I know, you're reading that title and are thinking one of the following things:


1. I hate children/babies (not true...love them.  Have one of my own. Two if you are counting my stepdaughter, which I do)
2. Our four year-old has regressed and is un-potty trained, therefore creating a stink. (nope...but would love some helpful hints on how to nix the nighttime pull-ups)
3. Just wanted something catchy to grab your attention to read something unrelated to babies entirely. (I'm not that brilliant of a blogger...but thanks for the credit)


No, I'm lamenting my stupid and crazy state of being.  Here is what I am looking at this morning:



That is my boy Jack...almost 3.5 years ago.  Pardon me.  I must go to another room and weep a bit.

Okay, I'm back.  Look at that face.  Those sausage legs.  Those rolls on his wrists and knuckles.  Excuse me.

Whew.  That was rough.  Seriously, it is killing me.  That little face.  As I type this I can hear him in the basement "rawring" as he plays Iron Man in the playroom.  By himself.  Without his momma.  Oh the horrors.  

Well, working on his baby Mixbook, coupled with all of these women who are having babies (well it seems like EVERYONE is having babies) is making my stupid, idiotic ovaries scream in protest at me.  I keep telling them to shut up, but seriously, they aren't getting the message.  Stupid things.  They aren't the ones who have to get up and feed a baby in the middle of the night.  They don't change stinky diapers for years on end.  They don't lug diaper bags everywhere.  No, once they do their job, they go back to resting peacefully in a dark, warm place.  You know, like I get to now that Jack sleeps for 12 solid hours, can go without a diaper, feed himself, and play Iron Man in the basement without me (sob).  

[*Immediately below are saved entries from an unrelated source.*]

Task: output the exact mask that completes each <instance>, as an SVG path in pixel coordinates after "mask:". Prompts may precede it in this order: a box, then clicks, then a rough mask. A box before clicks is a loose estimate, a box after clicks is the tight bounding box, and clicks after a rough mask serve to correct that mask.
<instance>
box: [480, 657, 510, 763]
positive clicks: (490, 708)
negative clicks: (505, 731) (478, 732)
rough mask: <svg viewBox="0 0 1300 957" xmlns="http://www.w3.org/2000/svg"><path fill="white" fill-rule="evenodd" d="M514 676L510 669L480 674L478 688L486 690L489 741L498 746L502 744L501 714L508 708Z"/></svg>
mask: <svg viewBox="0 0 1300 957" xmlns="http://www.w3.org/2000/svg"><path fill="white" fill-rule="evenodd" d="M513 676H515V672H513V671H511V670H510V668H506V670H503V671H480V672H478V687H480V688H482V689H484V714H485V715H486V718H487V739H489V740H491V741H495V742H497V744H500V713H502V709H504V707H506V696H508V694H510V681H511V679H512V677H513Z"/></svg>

No more babies for this momma.  I'm serious.  We are done.  I'm just having one of those moments where I'm staring at photographs of my baby and remembering only the best parts of it.  Someone out there remind me of the truly horrific parts.  Please.  Like how I won't be able to sit upright for at least two weeks after the bundle of joy arrives.  

Okay, that was enough.  I think that thought alone did it.